Survey results validate value of geriatric follow up care

The follow up support provided by the Geriatric Transition Nurse team is making a significant contribution to the health and quality of life for elderly patients who have recently visited the Richmond Hospital Emergency Department and their caregivers, according to the results of two surveys conducted earlier this year.

The 2013 Geriatric Transition Nurse  Patient and Caregiver Satisfaction Survey was mailed to patients who completed a telephone follow up call between December 2012 and April 2013. 357 of 802 patient surveys were completed and sent back (response rate of 44%). The caregiver satisfaction survey was mailed to these same patients. In total, 157 of 802 caregiver surveys were sent back (response rate 20%).

Patient Survey Results

Following are a few highlights of the patient survey:

•    92% recall  receiving a telephone call at home after visiting the Richmond Emergency Department
•    95% felt their concerns were looked after by the telephone follow up nurse
•    75% believed they had a had a better understanding of their health condition after the follow-up telephone call
•    75% said the nurse gave them information that helped them look after themselves

Following are a selection of comments from clients;

“The information that I received was that there was a group I could join to help me control my illness and prevent further attacks.

“It was nice to know that you are trying to help patients after a time in hospital. Thank you.”

“This call was greatly appreciated by both the patient and family. Thank you for doing this great work!”

“I was impressed by the clarity of caller and comments.”

“Program seems to be working. Feel secure about any future hospital visits and future care.”

“It is a wonderful system. Makes a patient feel they are totally taken care of. I have been a patient several times at Richmond Hospital. The care and service has always been excellent.”

Over 65 % of respondents wrote positive feedback about the program and had no suggestions for improvement.

Caregiver Survey Results

Highlights of the caregiver survey include:

o    85% said the follow-up nurse gave them information that helped them take better care of themself
o    86% reported that the telephone follow-up nurse gave them information that helped them take better care of the family member/friend
o    60% reported that the telephone follow-up nurse referred them to other resources/services for caregivers that made sense to them

Following are a selection of comments from caregivers:

“The phone call was very helpful. Didn’t know about 811 phone number. I called and they were able to help explain what I could expect. Thank you.”

“She emphasized how important it is to look after myself and I told her about what I do to keep fit. The phone call was meaningful to me, as the friendly voice and interest was a lovely surprised, not having expected it.”

“Our family really appreciated this call and the referral that the nurse provided to us.”
51% of comments from caregivers were extremely positive. Suggestions for improvement included making a second follow-up phone call and providing the direct phone number back to the nurse. Several people mentioned not knowing when their follow-up appointments were with specialists or how to receive the results of their tests which were performed in hospital.
This was the first time that a patient experience survey was conducted for the Richmond Geriatric Transitions Nurse program. In response to this year’s results, the survey will be modified to include questions about whether the follow up phone call helped the patient make any changes to their health and the utility of the follow up information that is mailed to patients. Based on this Richmond survey, a regional GTN and GEN survey was launched in the summer of 2013.  Once results of that survey are received, we will assess whether to continue with the Richmond specific survey.
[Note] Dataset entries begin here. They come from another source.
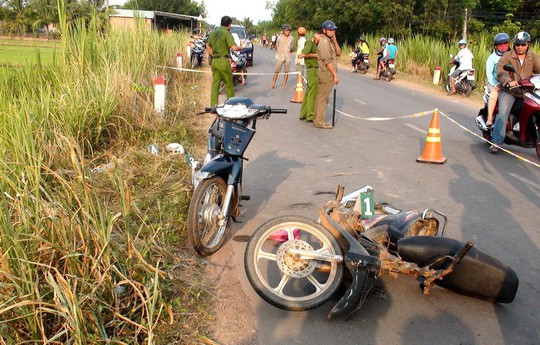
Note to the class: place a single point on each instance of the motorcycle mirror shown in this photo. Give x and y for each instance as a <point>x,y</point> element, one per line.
<point>509,68</point>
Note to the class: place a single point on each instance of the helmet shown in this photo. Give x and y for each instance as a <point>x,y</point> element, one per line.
<point>329,25</point>
<point>522,37</point>
<point>501,38</point>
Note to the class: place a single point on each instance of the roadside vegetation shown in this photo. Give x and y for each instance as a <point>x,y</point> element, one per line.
<point>93,245</point>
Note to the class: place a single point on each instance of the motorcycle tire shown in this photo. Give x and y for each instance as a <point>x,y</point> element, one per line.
<point>477,274</point>
<point>205,235</point>
<point>448,86</point>
<point>283,280</point>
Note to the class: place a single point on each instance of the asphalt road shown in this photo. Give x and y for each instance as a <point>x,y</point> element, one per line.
<point>493,200</point>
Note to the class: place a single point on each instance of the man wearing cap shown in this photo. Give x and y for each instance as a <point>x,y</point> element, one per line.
<point>219,43</point>
<point>284,47</point>
<point>464,61</point>
<point>327,52</point>
<point>526,63</point>
<point>300,64</point>
<point>309,54</point>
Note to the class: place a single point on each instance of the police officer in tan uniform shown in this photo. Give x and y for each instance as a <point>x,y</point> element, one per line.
<point>327,51</point>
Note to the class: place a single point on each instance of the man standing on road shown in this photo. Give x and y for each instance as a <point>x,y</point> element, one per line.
<point>327,51</point>
<point>309,54</point>
<point>284,47</point>
<point>525,63</point>
<point>219,43</point>
<point>300,64</point>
Many thanks to all of the patients and caregivers who responded to this survey.

About the geriatric transition nurse program

Geriatric Transition Nurses (GTNs) provide telephone follow up assessments for all  Richmond clients who are 70 years or older who have visited the Richmond Hospital ED. The GTN team focuses on assessing client needs once they are back in the community, and developing a plan for client self-management – for a chronic condition or disease, a recent fall, medication management, appointment scheduling, or being socially isolated.